Essa metodologia baseia-se na premissa de que aparelhos com malwares tendem a esquentar devido ao uso de programas nocivos, o que pode indicar que o usuário esteja exposto a riscos, como acessar sites fraudulentos. Esse comportamento pode comprometer a capacidade financeira da pessoa, sendo um dado relevante para a avaliação de crédito.
Informações sobre consumo, informalidade e localizações
Wesley Brandão, especialista em score da Serasa Experian, explica que o uso de dados de geolocalização dos dispositivos móveis já é comum, desde que o cliente autorize. Isso permite avaliar padrões como frequência de viagens e visitas a lojas específicas, auxiliando a determinar a capacidade de pagamento de clientes negativados ou sem renda formal fixa.
Vale destacar que os modelos de análise variam bastante entre países, por conta da legislação vigente. Por exemplo, nos Estados Unidos, o uso de gênero para discriminar condições de crédito é proibido. Já no Brasil, essa restrição não existe formalmente, e as decisões seguem critérios estatísticos, como acontece no setor de seguros, onde mulheres geralmente pagam menos em apólices de automóveis.
A difusão da cultura do score no Brasil
A popularização do score no Brasil é relativamente recente. Um marco importante foi a decisão do Superior Tribunal de Justiça, em 2017, que permitiu o acesso do consumidor à sua nota de crédito, tornando possível que as pessoas acompanhassem sua pontuação para orientar suas escolhas financeiras.
Além disso, a decisão enfatizou a importância da transparência, estabelecendo que os consumidores têm direito a consultar seu score gratuitamente e receber explicações sobre mudanças na pontuação. Essa abertura mudou o cenário totalmente e inseriu o score no cotidiano da população.
A consciência sobre os motivos de variações na pontuação permite que os consumidores identifiquem comportamentos de risco, como gastos acima da capacidade, fomentando uma gestão financeira mais equilibrada.

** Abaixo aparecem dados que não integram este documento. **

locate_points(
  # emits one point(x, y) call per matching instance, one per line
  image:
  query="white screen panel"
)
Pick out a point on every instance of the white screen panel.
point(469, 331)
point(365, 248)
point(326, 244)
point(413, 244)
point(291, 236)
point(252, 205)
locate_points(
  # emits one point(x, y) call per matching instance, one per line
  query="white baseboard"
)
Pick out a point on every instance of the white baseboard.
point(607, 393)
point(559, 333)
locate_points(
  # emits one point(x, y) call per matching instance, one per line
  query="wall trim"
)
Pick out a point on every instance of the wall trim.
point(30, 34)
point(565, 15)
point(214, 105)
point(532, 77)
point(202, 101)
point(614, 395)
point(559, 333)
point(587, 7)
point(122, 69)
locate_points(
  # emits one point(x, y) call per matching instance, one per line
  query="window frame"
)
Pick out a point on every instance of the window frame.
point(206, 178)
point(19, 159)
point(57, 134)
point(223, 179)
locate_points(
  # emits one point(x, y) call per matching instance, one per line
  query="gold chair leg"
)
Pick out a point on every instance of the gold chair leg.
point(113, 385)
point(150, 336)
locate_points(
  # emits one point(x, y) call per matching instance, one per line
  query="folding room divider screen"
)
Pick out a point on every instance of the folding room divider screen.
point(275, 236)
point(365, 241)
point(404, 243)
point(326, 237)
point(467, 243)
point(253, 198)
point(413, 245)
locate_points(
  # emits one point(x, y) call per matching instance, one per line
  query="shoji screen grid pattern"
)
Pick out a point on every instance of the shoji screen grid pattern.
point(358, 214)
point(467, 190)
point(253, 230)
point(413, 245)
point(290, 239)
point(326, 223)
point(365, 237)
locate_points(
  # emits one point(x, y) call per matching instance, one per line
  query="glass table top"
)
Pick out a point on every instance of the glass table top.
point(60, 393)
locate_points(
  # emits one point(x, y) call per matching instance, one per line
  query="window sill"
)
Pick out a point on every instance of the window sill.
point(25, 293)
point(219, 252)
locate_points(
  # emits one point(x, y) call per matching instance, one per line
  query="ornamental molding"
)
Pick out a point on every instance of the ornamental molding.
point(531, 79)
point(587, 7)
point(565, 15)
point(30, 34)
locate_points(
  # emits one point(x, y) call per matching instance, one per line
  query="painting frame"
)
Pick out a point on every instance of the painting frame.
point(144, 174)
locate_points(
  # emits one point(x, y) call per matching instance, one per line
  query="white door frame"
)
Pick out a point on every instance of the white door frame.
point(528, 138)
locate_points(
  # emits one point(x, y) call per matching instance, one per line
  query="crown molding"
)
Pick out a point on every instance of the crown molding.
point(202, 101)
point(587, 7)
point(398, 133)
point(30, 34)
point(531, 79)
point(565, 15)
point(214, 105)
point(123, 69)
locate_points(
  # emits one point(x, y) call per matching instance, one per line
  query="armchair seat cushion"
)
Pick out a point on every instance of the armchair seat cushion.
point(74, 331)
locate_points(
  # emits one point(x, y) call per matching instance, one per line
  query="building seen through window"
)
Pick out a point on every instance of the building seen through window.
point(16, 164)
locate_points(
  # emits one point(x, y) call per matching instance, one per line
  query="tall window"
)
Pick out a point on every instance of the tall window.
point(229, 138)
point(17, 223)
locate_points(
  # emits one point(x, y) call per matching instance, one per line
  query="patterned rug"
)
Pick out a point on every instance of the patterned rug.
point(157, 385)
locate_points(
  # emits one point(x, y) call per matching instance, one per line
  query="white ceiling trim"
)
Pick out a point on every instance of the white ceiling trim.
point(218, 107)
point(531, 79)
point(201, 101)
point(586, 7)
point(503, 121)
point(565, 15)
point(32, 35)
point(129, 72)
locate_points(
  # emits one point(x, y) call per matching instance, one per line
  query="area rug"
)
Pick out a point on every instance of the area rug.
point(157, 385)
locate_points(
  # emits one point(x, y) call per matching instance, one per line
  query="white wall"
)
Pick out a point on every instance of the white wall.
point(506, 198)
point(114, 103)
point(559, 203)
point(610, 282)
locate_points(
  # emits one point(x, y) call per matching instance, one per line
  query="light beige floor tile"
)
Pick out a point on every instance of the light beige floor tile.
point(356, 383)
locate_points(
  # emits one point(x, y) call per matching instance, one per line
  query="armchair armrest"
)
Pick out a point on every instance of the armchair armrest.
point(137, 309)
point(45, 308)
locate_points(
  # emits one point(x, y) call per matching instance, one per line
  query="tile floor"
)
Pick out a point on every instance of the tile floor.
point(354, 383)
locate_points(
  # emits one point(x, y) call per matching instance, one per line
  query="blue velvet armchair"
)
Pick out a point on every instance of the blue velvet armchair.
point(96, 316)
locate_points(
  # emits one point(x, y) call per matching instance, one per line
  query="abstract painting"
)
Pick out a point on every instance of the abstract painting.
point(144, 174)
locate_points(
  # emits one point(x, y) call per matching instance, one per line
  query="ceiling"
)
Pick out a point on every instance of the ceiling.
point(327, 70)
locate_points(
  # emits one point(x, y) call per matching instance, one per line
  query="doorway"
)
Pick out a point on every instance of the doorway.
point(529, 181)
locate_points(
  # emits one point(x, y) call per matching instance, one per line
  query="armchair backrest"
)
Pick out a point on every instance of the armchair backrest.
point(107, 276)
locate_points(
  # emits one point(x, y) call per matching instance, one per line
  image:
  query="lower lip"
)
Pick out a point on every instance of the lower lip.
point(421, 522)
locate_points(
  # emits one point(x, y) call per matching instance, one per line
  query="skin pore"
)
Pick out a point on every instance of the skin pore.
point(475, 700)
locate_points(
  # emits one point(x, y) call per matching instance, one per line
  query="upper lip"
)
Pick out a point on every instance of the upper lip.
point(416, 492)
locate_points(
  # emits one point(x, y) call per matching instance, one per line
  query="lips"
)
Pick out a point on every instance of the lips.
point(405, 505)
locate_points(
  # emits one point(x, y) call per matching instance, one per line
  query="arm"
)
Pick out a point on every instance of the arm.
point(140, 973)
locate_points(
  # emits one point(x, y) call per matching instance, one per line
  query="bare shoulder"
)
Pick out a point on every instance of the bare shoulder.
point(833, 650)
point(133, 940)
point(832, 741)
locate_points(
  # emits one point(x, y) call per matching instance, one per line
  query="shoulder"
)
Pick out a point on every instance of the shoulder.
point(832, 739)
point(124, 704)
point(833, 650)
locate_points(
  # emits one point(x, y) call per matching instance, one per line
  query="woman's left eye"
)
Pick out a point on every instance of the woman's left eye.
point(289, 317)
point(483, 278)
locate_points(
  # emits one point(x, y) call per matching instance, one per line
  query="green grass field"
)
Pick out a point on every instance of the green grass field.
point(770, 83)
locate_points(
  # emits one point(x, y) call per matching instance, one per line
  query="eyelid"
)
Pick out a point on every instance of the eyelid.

Do lado das instituições financeiras, essa transparência contribui para a redução da inadimplência e oferece mais segurança na oferta de crédito.
De forma geral, o score funciona em uma escala que pode variar de zero a mil pontos, dependendo da metodologia adotada. Países com tradição no uso desse sistema até incorporam o score em aplicativos de relacionamento, onde a pontuação serve como indicador da responsabilidade financeira e ajuda a filtrar potenciais parceiros.

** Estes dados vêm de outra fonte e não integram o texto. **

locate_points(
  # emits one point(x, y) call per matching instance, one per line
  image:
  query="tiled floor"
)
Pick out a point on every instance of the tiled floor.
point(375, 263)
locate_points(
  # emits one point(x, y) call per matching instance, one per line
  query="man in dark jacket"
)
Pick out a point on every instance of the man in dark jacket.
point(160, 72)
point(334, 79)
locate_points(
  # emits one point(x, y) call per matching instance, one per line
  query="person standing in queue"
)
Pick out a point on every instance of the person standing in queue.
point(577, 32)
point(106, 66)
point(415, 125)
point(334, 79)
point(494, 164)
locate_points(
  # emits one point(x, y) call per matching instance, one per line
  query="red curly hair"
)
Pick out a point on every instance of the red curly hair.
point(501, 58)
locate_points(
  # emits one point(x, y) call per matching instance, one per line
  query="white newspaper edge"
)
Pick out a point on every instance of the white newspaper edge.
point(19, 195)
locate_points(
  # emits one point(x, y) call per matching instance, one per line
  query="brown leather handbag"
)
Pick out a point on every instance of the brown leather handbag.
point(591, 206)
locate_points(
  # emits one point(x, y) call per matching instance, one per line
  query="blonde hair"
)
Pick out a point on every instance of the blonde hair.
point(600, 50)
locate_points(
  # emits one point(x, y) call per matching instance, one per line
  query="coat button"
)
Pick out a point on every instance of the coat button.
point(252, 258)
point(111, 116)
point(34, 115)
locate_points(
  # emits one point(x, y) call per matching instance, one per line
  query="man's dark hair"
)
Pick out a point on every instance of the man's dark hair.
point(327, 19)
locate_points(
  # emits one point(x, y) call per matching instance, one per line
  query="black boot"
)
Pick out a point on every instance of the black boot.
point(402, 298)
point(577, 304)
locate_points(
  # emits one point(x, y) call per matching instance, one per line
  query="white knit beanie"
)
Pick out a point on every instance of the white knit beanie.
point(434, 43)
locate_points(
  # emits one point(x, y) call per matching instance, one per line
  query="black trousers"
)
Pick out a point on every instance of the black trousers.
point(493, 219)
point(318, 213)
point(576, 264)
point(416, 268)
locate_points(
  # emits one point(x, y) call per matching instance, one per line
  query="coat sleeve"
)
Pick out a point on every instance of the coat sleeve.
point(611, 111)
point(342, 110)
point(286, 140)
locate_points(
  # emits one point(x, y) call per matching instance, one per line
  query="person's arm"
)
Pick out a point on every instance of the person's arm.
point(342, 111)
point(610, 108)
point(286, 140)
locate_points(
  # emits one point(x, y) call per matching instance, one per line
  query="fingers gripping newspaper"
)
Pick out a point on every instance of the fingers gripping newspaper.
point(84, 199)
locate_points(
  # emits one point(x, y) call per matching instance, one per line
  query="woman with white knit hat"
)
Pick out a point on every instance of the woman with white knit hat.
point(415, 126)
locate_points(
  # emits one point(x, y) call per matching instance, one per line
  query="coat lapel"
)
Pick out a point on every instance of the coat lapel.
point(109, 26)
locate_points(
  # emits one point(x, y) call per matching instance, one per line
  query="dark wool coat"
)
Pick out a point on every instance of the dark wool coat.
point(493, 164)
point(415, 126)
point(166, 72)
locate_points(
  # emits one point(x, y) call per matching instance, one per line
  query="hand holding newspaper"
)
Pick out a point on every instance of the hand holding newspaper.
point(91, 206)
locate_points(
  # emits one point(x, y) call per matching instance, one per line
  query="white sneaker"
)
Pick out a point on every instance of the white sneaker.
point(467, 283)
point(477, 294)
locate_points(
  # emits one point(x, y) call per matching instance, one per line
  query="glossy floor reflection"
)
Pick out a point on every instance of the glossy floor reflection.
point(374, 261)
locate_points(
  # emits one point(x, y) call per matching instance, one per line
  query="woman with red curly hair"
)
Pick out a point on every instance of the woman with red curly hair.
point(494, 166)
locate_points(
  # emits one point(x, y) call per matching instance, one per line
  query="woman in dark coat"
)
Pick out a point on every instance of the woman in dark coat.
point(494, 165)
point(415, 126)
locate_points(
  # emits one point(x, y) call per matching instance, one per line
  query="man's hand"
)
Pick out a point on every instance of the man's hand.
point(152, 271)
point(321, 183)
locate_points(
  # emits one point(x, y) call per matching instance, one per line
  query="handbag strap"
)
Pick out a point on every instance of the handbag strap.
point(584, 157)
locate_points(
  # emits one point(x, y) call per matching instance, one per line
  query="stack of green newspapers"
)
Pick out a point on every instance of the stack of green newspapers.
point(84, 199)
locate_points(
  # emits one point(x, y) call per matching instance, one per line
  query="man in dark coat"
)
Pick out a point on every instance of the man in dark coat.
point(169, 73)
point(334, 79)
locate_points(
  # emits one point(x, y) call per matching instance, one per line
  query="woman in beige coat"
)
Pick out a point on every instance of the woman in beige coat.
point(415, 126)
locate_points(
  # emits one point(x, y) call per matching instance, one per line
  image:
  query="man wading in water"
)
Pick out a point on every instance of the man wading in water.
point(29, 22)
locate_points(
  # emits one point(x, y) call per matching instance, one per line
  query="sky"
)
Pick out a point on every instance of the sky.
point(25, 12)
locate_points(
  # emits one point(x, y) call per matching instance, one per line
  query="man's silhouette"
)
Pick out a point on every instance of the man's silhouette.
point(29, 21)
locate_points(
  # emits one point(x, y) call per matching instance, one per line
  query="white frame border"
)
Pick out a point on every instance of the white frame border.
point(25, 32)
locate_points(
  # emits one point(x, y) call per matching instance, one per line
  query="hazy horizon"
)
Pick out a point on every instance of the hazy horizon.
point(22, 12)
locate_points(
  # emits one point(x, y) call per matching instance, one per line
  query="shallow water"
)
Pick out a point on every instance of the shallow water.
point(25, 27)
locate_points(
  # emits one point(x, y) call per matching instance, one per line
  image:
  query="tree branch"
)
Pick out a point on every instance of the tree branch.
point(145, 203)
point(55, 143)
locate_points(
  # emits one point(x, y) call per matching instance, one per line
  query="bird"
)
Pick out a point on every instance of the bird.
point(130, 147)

Apesar das evoluções, o elemento central continua sendo o comportamento de pagamento. Atrasos em contas diminuem rapidamente o pontuação, enquanto a recuperação para níveis anteriores exige um período mais longo, durante o qual o consumidor precisa demonstrar consistência e disciplina no pagamento de suas obrigações.
Como ressalta Brandão, esse é um processo gradual, pois é necessário verificar que o comportamento positivo é mantido de forma consistente ao longo do tempo, reforçando a ideia de que reputações financeiras são construídas lentamente e podem ser perdidas rapidamente.